Speaker Name:	Smaranda Muresan
Speaker Info:	Graduate Student, NLP Group; smara@cs.columbia.edu
Date:	Thursday February 3
Time:	10:30am-11:30pm
Location:	Computer Science Conference Room (MUDD)

Abstract:

Language understanding is an intrinsic component of many Natural Language Processing applications, such as question answering, text mining, machine translation and text summarization. Nevertheless, the majority of the state-of-the-art systems deployed for these applications use little, if any actual "understanding". This is because there are several challenges that need to be addressed: what representation is appropriate to encode the complexity of natural language semantics, but it is also simple enough to allow inferencing? What properties should the grammar have to be learnable? What learning paradigm is needed?
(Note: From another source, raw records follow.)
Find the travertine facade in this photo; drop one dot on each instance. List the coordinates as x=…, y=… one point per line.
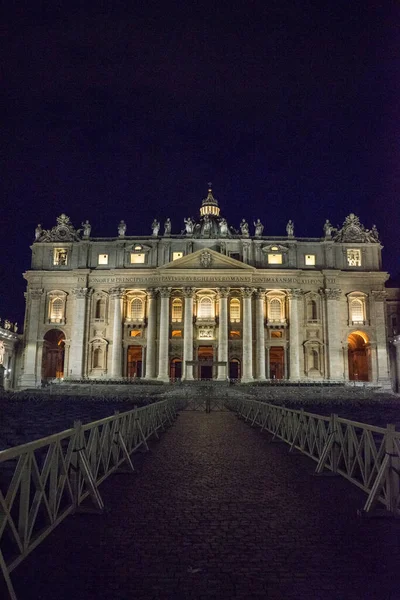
x=207, y=301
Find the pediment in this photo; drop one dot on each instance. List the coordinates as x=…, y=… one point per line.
x=207, y=259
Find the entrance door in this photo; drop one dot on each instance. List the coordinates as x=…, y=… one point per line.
x=134, y=367
x=206, y=358
x=359, y=356
x=276, y=362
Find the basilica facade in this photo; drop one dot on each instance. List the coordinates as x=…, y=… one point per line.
x=208, y=301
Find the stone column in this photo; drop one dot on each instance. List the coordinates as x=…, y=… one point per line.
x=163, y=338
x=223, y=294
x=333, y=326
x=32, y=375
x=116, y=349
x=151, y=331
x=78, y=333
x=381, y=342
x=247, y=366
x=260, y=335
x=396, y=343
x=187, y=370
x=295, y=349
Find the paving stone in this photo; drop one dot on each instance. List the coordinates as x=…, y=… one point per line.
x=215, y=511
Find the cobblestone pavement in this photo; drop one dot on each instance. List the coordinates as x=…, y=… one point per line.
x=215, y=511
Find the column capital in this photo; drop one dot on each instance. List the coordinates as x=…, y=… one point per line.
x=188, y=292
x=379, y=295
x=80, y=292
x=116, y=293
x=332, y=293
x=295, y=294
x=164, y=292
x=223, y=292
x=247, y=292
x=36, y=294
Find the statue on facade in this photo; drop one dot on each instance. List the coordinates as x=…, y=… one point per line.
x=167, y=227
x=290, y=228
x=189, y=226
x=223, y=227
x=328, y=228
x=244, y=228
x=259, y=228
x=38, y=232
x=87, y=228
x=121, y=228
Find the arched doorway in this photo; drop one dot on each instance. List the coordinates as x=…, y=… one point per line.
x=359, y=356
x=276, y=362
x=206, y=358
x=53, y=354
x=176, y=369
x=134, y=361
x=234, y=369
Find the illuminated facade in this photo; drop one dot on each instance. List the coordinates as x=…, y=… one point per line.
x=207, y=302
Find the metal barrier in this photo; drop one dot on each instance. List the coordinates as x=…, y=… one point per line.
x=366, y=455
x=44, y=481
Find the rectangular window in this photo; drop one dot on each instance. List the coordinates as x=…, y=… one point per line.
x=274, y=259
x=137, y=258
x=60, y=257
x=354, y=257
x=103, y=259
x=276, y=333
x=136, y=333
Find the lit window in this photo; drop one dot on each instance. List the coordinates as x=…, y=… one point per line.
x=274, y=259
x=56, y=310
x=205, y=308
x=235, y=310
x=275, y=309
x=136, y=333
x=137, y=258
x=177, y=310
x=136, y=309
x=275, y=333
x=100, y=310
x=60, y=256
x=354, y=258
x=103, y=259
x=357, y=310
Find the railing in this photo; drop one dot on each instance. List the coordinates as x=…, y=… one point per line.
x=366, y=455
x=44, y=481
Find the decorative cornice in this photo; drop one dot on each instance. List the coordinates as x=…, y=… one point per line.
x=247, y=292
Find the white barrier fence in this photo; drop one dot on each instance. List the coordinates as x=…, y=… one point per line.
x=44, y=481
x=366, y=455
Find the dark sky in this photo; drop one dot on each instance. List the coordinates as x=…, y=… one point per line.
x=291, y=109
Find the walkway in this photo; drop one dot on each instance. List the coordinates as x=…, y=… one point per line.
x=214, y=511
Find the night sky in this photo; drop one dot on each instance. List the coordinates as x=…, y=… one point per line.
x=291, y=109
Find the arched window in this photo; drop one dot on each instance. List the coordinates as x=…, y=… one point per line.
x=312, y=314
x=137, y=309
x=234, y=306
x=56, y=310
x=205, y=308
x=275, y=309
x=98, y=355
x=100, y=311
x=177, y=310
x=357, y=311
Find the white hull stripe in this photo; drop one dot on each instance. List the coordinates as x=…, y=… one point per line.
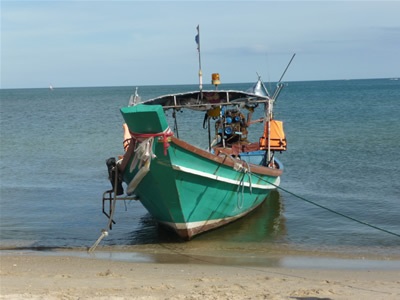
x=265, y=186
x=191, y=225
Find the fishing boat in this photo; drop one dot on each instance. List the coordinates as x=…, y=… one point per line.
x=194, y=189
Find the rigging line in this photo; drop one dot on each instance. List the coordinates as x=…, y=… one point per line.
x=330, y=210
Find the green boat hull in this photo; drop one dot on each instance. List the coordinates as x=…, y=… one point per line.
x=186, y=188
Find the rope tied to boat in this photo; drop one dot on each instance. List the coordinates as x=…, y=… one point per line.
x=163, y=136
x=104, y=231
x=144, y=154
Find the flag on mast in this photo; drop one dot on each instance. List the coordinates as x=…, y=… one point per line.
x=197, y=38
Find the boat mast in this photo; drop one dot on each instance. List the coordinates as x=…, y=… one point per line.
x=269, y=110
x=197, y=39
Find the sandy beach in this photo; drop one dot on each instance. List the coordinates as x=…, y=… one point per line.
x=31, y=275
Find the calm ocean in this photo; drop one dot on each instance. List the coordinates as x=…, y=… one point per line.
x=343, y=154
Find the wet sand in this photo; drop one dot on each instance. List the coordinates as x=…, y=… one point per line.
x=164, y=274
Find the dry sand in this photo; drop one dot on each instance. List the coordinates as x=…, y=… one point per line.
x=26, y=275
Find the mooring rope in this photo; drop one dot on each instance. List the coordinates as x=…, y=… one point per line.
x=104, y=232
x=330, y=210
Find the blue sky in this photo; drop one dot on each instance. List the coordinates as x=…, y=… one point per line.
x=133, y=43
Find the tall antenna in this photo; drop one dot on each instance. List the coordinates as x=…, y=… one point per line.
x=197, y=39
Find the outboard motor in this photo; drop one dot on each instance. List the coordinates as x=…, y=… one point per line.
x=111, y=165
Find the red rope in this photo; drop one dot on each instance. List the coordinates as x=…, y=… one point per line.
x=165, y=135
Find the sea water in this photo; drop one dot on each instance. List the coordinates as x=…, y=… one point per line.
x=342, y=166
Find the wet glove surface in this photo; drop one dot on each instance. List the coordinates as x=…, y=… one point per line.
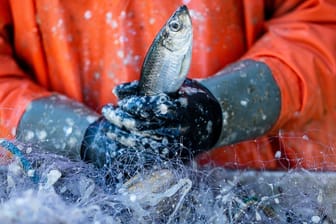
x=188, y=121
x=100, y=148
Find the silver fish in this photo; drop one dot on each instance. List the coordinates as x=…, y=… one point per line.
x=168, y=59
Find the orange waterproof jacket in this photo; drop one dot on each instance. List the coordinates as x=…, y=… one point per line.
x=83, y=48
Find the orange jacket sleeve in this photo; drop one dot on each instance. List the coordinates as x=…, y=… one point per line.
x=300, y=48
x=17, y=89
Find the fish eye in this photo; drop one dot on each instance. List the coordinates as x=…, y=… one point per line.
x=175, y=26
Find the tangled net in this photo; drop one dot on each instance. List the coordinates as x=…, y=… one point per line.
x=54, y=189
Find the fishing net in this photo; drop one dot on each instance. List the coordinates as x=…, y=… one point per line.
x=41, y=187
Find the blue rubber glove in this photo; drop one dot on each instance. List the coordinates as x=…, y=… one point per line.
x=100, y=148
x=181, y=124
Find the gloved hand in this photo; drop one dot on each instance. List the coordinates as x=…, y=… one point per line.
x=63, y=126
x=100, y=148
x=181, y=124
x=240, y=102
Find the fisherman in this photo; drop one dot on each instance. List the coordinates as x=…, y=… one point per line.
x=259, y=92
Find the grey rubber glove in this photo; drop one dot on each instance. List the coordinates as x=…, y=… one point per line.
x=239, y=103
x=62, y=126
x=189, y=119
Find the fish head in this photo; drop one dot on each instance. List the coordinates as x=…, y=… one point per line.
x=176, y=35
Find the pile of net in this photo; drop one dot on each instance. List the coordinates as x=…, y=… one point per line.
x=54, y=189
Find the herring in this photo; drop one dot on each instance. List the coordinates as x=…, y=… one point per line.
x=168, y=59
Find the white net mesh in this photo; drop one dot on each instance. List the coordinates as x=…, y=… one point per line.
x=75, y=192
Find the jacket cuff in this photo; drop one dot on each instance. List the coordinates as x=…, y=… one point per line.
x=56, y=124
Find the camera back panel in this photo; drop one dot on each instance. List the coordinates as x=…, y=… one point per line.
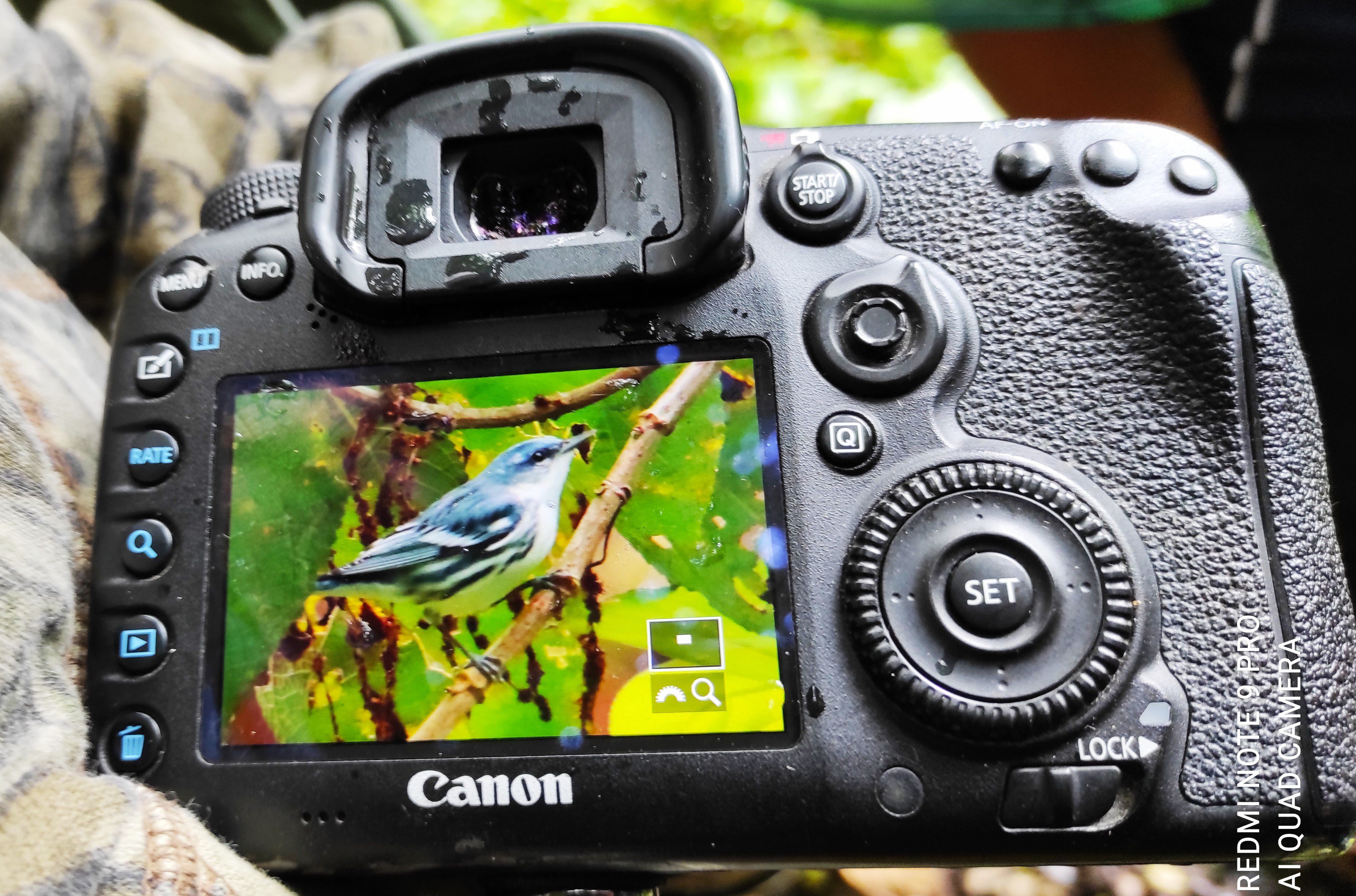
x=1039, y=447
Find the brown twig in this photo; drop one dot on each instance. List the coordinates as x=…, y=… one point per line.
x=429, y=415
x=470, y=686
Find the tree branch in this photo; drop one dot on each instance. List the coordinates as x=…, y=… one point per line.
x=470, y=686
x=429, y=415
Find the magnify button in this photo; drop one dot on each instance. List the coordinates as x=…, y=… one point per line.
x=147, y=545
x=704, y=689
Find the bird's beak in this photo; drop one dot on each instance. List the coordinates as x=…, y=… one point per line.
x=576, y=441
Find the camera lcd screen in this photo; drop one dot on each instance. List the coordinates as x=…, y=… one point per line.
x=420, y=556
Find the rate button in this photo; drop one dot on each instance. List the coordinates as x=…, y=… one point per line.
x=152, y=456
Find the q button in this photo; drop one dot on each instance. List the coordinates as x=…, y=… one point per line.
x=146, y=547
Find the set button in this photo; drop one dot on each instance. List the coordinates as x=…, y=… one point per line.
x=143, y=644
x=183, y=284
x=132, y=743
x=147, y=547
x=990, y=593
x=265, y=272
x=152, y=456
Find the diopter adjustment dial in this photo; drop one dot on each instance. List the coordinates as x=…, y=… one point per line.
x=989, y=601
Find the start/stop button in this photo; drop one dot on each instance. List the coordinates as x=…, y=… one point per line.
x=817, y=188
x=815, y=196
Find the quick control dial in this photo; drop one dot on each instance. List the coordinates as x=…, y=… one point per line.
x=989, y=601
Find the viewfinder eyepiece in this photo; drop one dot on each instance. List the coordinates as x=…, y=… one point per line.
x=532, y=186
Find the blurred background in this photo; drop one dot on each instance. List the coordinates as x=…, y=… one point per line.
x=1272, y=83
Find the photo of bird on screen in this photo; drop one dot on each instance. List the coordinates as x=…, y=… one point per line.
x=483, y=558
x=475, y=544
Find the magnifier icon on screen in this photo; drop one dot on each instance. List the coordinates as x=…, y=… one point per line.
x=139, y=543
x=710, y=694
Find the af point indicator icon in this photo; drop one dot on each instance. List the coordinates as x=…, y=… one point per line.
x=687, y=665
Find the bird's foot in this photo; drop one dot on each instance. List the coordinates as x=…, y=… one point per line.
x=559, y=583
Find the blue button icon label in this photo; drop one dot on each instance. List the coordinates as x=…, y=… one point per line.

In my thesis I have focused on developing a unified approach that captures and investigates these questions. In this talk I will present a new type of constraint-based grammars, which capture both aspects of syntax and semantics, having an ontology-based semantic interpretation as a constraint at the grammar rule level. These grammars, lexicalized well-founded grammars, are learnable from a small number of positive, semantically annotated examples. I will discuss the semantic representation, the grammar properties and formalism, and the relational learning algorithm together with the type of the annotated data required for the grammar induction. I will end the talk with a discussion of linguistic relevance and the presentation of an application context: acquisition of medical terminological knowledge from text.